The Baffle Advanced Data Protection service includes multiple components to help keep data private. Rather than having unencrypted data pass in and out of a database, Baffle's technology encrypts data before it goes into a database. As such, the database tier of an application stack only works with encrypted data, with all the encryption keys held by the customer.
"What we have built is a solution where we can actually do operations on encrypted data without ever decrypting at any point and without changing the application itself," Ameesh Divatia, co-founder and CEO of Baffle, told eWEEK. "We wanted to figure out a way that we can position data access and data as being two separate things."
Divatia helped to start Baffle in 2015 and was among the finalists at the 2017 RSA Conference Innovation Sandbox. The company has raised $9.5 million in venture funding, including a $6 million Series A round announced on Jan. 17.
In the data encryption market, the terms “data in motion” and “data at rest” are often used to explain different use cases. Data in motion refers to data in transit across a network, while data at rest refers to data that is stored on disk. Divatia said that what Baffle is doing is encrypting data in use.
"In our case, because we protect databases, the data in the database servers' memory is still encrypted," he said.
How It Works
The way the Baffle system works is it is inserted between an application and the database, according to Divatia.
Harold Byun, vice president of products and marketing at Baffle, explained that the Baffle Shield component of the platform sits underneath the SQL interface layer and is invisible to the front-end application. Baffle then enables organizations to use their own encryption keys to apply AES encryption to the data as it is interoperating with the database tier.
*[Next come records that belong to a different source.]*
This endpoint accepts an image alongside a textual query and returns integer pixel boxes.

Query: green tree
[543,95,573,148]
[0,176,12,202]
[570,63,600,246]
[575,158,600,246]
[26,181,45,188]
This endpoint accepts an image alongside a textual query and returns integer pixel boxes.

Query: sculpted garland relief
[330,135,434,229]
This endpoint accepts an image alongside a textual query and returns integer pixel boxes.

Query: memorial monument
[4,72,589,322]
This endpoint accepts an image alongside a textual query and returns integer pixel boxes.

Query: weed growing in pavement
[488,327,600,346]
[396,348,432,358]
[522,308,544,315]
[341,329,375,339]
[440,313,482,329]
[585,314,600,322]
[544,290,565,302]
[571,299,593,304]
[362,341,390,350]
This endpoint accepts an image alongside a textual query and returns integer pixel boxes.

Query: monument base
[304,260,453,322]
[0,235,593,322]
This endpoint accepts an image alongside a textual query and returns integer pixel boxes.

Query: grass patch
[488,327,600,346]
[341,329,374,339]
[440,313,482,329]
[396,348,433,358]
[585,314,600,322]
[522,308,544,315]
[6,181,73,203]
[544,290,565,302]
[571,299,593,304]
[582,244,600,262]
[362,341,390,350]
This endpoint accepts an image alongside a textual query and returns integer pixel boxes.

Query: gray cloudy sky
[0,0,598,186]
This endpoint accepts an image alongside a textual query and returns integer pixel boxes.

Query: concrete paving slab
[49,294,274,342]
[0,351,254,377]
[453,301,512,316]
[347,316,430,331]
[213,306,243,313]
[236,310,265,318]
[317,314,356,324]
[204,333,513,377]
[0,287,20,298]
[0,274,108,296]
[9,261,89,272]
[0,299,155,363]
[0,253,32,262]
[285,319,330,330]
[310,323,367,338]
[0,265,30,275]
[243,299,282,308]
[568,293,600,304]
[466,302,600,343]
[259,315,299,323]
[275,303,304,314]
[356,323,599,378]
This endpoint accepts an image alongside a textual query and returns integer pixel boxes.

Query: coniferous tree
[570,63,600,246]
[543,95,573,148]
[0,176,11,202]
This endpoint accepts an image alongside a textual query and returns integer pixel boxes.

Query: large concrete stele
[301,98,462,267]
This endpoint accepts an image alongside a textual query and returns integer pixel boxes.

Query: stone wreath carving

The cloud-based BaffleManager console provides organizations with a dashboard for managing data encryption and key management, as well as providing audit reporting and compliance capabilities.
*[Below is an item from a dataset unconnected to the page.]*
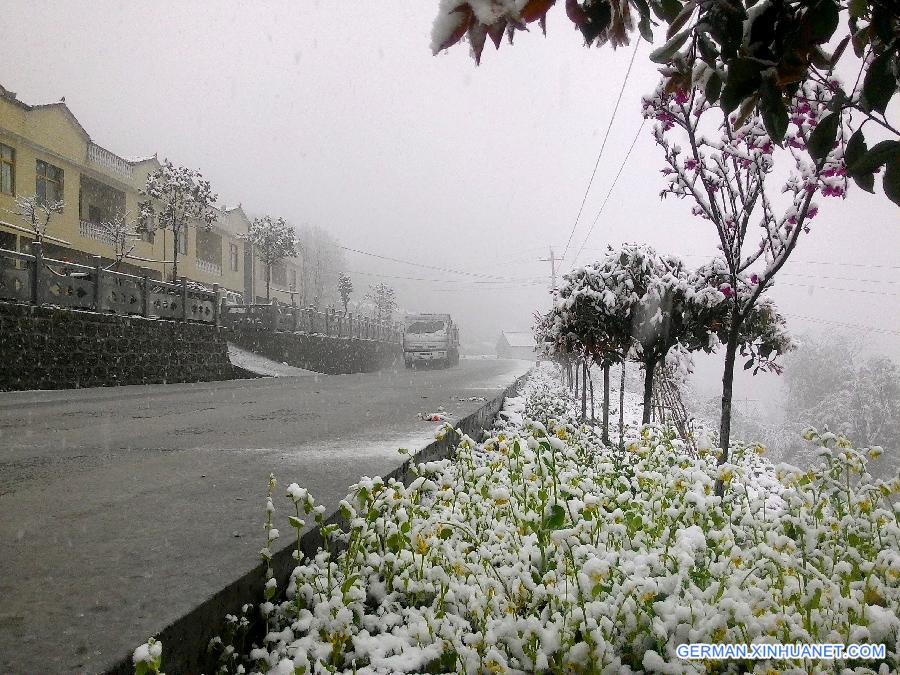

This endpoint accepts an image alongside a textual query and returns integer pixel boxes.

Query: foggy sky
[3,1,897,400]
"We turn the database tier into an AES encrypted brick with no key present," Byun told eWEEK. "So if anybody gets in the database tier, whether it's a cloud provider, a government subpoena or a database insider that wants to do a memory dump, we encrypt the data in memory in use as it's being processed in the search index and at rest, without breaking the application functionality."
Baffle supports both on-premises and cloud deployments and can be installed rapidly, Byun said. He added that the Baffle system adds almost no resource overhead to computation and does not come with a performance hit to running applications. By enabling users to be able to search through encrypted data, Byun said Baffle is making the platform more usable and removes a potential barrier to adoption. The Baffle technology is patented and is based on the cryptographic concept of secure multiparty computation.
"Effectively it's the art of sharing data, without actually sharing the data," Byun said.